The minimum support price (MSP) for kharif crops, including pulses and oilseeds, will be increased this year as well and the hike will be “more than expectations”, Agriculture Minister Radha Mohan Singh has said.

The Minister expressed hoped that agriculture production would be higher in 2016-17, if the forecast of an ‘above normal’ monsoon by the India Meteorological Department (IMD) came true.

“Since production did not fall when rainfall was deficient last year, it is bound to increase if rainfall is plenty this year,” Singh said at a press conference on Tuesday, on two years of governance by the NDA.

Growth in agriculture has been estimated at 1.2 per cent in 2015-16, against a negative 0.25 per cent in the previous fiscal because of two consecutive years of drought.

Answering questions on whether the government would increase MSP for kharif crops, especially pulses, this year – to promote its cultivation and reduce dependence on imports – the Minister said the Centre had done so last year and would do so again.

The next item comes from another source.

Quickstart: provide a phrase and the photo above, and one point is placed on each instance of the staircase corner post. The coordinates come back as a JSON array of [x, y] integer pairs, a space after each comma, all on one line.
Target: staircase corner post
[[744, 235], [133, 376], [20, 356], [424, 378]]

The increase will be more than expectations, he added. The Union Cabinet is expected to take a decision on MSP for kharif crops (crops grown in the monsoon season) soon.

Bt Cotton

When asked why the Ministry had put up the licensing guidelines for Bt cotton technology for consultations after notifying them, Singh said it was done as a lot of suggestions were coming in. “We have circulated the draft licensing guidelines for new traits of genetically modified cotton to get views of all stakeholders. After 90 days, we will go through comments and proposals, and then take a decision,” he said. The Minister however, clarified that the Centre’s decision to cap the price of Bt cotton seed in March this year at ₹800 per packet of 450 gram, had not been rolled back.

Centre sets target

Despite lower rainfall in 2015-16, farm production had not taken a hit, Singh pointed out, adding that it was the result of the hard work done by scientists in the development of drought-resistant seed varieties.

The Centre has set a target of achieving 270.10 million tonnes of foodgrain production in 2016-17 crop year (July-June). Due to drought in the past two years, foodgrain production fell to 252.02 million tonnes and 253.23 million tonnes in 2014-15 and 2015-16, respectively, from a record production of 265.04 million tonne in 2013-14.